Each year some two million people from all over North America and beyond visit St. Joseph's Oratory. The most devout Catholics climb the 99 steps to its front door on their knees. It is the world's largest and most popular shrine dedicated to the earthly father of Jesus (Canada's patron saint), and it's all the work of a man named Brother André Besette (1845–1937).
By worldly standards Brother André didn't have much going for him, but he had a deep devotion to St. Joseph and an iron will. In 1870 he joined the Holy Cross religious order and was assigned to work as a doorkeeper at the college the order operated just north of Mont-Royal. In 1904 he began building a chapel on the mountainside across the road to honor his favorite saint, and the rest is history. Thanks to reports of miraculous cures attributed to St. Joseph's intercession, donations started to pour in, and Brother André was able to start work replacing his modest shrine with something more substantial. The result,
which wasn't completed until after his death, is one of the most triumphal pieces of church architecture in North America.

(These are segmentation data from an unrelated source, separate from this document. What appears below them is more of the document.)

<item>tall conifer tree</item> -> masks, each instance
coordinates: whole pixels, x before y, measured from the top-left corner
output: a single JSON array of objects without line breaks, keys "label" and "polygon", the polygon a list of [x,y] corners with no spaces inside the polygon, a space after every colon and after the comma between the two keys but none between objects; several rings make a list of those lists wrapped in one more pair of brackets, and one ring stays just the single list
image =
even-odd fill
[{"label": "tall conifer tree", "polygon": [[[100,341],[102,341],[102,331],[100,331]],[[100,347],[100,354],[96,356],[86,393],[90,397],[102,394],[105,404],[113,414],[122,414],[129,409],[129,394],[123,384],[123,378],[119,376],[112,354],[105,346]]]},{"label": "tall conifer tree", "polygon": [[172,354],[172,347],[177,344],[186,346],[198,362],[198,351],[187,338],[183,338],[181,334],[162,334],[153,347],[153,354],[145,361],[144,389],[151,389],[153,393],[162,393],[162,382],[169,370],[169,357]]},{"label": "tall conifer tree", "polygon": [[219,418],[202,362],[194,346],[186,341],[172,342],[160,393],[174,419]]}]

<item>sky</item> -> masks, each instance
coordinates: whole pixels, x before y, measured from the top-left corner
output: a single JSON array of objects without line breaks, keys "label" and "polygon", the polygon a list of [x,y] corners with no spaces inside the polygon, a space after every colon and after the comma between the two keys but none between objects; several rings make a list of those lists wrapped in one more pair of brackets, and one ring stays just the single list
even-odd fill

The oratory and its gardens dominate Mont-Royal's northwestern slope. Its copper dome—one of the largest in the world—can be seen from miles away. The interior of the main church is equally grand, although it's also quite austere. The best time to visit it is on Sunday for the 11 am solemn mass, when the sanctuary is brightly lit and the sweet voices of Les Petits Chanteurs de Mont-Royal—the city's best boys' choir—fill the nave with music.
The crypt is shabbier than its big brother upstairs but more welcoming. In a long, narrow room behind the crypt, 10,000 votive candles glitter before a dozen carved murals extolling the virtues of St. Joseph; the walls are hung with crutches discarded by those said to have been cured. Just beyond is the simple tomb of Brother André, who was canonized a saint in 2010. His preserved heart is displayed in a glass case in one of several galleries between the crypt and the main church.

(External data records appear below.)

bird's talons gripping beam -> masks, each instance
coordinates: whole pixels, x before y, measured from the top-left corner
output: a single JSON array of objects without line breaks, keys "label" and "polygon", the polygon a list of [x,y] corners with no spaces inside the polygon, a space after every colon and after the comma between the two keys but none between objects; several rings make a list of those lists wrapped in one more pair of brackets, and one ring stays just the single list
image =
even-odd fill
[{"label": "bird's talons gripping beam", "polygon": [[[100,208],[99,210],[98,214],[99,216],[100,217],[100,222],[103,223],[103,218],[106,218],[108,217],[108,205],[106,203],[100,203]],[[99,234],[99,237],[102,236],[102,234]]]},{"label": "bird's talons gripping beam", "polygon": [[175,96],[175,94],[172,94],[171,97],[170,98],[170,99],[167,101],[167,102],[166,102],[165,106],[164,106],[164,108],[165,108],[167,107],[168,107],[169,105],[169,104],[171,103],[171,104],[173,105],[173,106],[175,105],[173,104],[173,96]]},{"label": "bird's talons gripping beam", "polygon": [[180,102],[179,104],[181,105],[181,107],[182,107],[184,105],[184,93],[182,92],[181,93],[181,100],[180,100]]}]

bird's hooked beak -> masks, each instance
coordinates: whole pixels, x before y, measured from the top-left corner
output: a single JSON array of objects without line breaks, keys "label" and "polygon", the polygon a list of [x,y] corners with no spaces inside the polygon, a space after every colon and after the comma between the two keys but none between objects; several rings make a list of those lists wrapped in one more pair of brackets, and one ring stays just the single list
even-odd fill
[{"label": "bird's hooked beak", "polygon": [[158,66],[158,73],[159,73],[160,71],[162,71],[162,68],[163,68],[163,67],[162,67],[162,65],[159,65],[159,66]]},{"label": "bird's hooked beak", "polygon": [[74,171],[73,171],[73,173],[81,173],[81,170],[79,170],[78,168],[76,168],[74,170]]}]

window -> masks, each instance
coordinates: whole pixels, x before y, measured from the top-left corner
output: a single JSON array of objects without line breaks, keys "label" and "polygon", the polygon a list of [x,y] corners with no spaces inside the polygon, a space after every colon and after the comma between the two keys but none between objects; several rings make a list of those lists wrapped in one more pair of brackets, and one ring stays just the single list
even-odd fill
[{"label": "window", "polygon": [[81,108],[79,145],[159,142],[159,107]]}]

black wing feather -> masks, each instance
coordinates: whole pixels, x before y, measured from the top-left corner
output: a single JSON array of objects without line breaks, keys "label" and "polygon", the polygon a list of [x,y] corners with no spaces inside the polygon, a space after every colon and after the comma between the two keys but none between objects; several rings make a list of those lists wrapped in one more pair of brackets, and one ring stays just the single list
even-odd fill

High on the mountain, east of the main church, is a garden commemorating the Passion of Christ, with life-size representations of the 14 stations of the cross. On the west side of the church is Brother André's original chapel, with pressed-tin ceilings and plaster saints that is, in many ways, more moving than the church that overshadows it. Note: The oratoire operates a shuttle bus for visitors who aren't up to the steep climb from the main parking lot to the entrance of the crypt church. The main church is several stories above that, but escalators and two elevators ease the ascent.